"Sweeney Todd: The Demon Barber of Fleet Street," a book by Robert L. Mack, who's evidently an expert on the subject of Sweeney Todd, as he's also author of
The Wonderful and Surprising History of Sweeney Todd: The Life and Times of an Urban Legend, comes to us as a rather odd tie-in with the recent major movie on the subject, Tim Burton's, starring Johnny Depp,
Sweeney Todd [DVD] [2007]. And it does tie in with the subject of the infamous Sweeney Todd, in fact. Just not in the way a reader might anticipate.
For the author has edited the earliest-known major literary treatment of the subject. That happens to be an anonymously-written Victorian-era British "penny dreadful," published as an 18-part serial that ran from November 21, 1846 to March 20, 1847, called, "The String of Pearls: A Romance." And the very modern horror tale of the murderous barber and his partner in crime, the cannibalistic Mrs. Margery Lovett, who owned a meat pie shop, is but a subplot in a fusty, melodramatic, rather conventional tale of the romance of Johanna Oakley and Mark Ingestrie.
However, as the writer Mack points out in his very interesting introduction, before the serial had even been completely published, the story of the barber and the pie shop owner had already been lifted from it and used for a wildly popular stage play that would be followed by many more such throughout the Victorian era. And these, of course, were followed by the 1979, multi-award winning, landmark Broadway musical production, by Stephen Sondheim and Hugh Wheeler, that was the basis for Burton's recent movie musical. Mack also tells us that, though there is some slight documentation that a somewhat similar crime might have been committed in 18th century Paris, the story of Sweeney Todd might, at that time, be considered more a rural legend than an urban one: apparently many countrymen, in the big smoke of London for the day, selling livestock or whatever, scared themselves to sleep with tales of a big city barber who would murder them for their money.
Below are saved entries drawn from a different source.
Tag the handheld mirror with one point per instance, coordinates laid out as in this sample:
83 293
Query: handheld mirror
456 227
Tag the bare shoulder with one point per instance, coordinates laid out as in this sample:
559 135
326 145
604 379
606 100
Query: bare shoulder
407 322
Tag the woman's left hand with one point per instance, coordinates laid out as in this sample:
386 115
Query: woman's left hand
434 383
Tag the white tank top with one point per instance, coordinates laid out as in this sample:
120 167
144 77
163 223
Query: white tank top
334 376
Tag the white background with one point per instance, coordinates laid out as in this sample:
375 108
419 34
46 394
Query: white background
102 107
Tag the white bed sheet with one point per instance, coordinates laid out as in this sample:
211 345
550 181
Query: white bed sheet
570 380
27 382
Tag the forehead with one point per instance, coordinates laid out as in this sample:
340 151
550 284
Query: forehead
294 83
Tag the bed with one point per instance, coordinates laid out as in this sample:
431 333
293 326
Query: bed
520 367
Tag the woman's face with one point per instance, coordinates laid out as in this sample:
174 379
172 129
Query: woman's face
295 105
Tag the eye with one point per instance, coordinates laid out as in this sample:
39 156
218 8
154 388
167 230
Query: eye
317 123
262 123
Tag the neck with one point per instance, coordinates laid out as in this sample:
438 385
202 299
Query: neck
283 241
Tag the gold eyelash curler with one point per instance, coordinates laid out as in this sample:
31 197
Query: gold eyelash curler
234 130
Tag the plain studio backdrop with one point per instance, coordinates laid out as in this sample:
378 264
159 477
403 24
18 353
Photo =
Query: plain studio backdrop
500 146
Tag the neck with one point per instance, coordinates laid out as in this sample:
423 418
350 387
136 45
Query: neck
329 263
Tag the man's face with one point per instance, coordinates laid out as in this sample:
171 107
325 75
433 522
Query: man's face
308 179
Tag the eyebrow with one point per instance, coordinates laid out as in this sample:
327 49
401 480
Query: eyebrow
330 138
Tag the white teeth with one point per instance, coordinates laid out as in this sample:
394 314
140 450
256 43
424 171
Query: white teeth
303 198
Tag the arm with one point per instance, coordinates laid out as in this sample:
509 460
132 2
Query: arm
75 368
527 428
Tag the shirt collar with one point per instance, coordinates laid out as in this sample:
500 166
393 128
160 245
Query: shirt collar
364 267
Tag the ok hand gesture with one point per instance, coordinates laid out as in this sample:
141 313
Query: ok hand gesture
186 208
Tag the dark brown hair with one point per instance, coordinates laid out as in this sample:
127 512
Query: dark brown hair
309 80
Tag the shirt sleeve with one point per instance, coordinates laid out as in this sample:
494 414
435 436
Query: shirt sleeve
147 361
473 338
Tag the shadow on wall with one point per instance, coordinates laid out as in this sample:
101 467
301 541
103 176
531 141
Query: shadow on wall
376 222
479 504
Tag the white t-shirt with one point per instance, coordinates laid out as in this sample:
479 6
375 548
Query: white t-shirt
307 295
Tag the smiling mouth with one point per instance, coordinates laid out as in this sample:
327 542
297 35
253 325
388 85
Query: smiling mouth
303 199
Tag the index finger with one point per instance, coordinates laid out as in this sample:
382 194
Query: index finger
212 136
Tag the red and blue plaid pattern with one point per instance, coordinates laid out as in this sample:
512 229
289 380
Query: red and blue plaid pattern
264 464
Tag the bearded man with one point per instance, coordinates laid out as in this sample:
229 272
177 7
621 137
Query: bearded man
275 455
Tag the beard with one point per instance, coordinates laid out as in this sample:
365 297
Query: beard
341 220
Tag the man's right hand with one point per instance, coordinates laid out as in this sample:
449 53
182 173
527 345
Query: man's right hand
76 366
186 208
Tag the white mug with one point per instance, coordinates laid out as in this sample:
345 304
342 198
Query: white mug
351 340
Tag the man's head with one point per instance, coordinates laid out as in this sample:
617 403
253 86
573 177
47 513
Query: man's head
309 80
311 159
The tale itself, which owes a lot, around the edges, to the Charles Dickens' novel also being serialized at the time, is fun to read, although the story is, certainly, told Victorian-style, and therefore won't be to everyone's taste. But the reader can, to a degree, share in the author's thrill of discovery, as Todd and Mrs. Lovett walk right out of this silly romance, into our imaginations, and onto the world stage. Mack has also footnoted the book for its modern-day readers: as several other reviewers have complained, the footnotes are somewhat inconveniently located at the back of the book, rather than on the page, and vary from the informative, to the self-explanatory, to the extraneous.
But it helps to know, in understanding the emergence of these early 19th century icons of horror, that London at the time was a place we'd consider fairly horrible today, stinking, dirty, and unsanitary. And the Fleet Street area, as I mentioned in my review of the recent movie, was particularly bad. Before it was covered over, the Fleet River had become so polluted that it burned, and became known as the Fleet Ditch, an open sewer. The network of underground caverns used by the sinister pair to conduct their business was undoubtedly what remained of that troubled body of water.
All in all, it's got to be interesting for those who like to know the background of what they're seeing.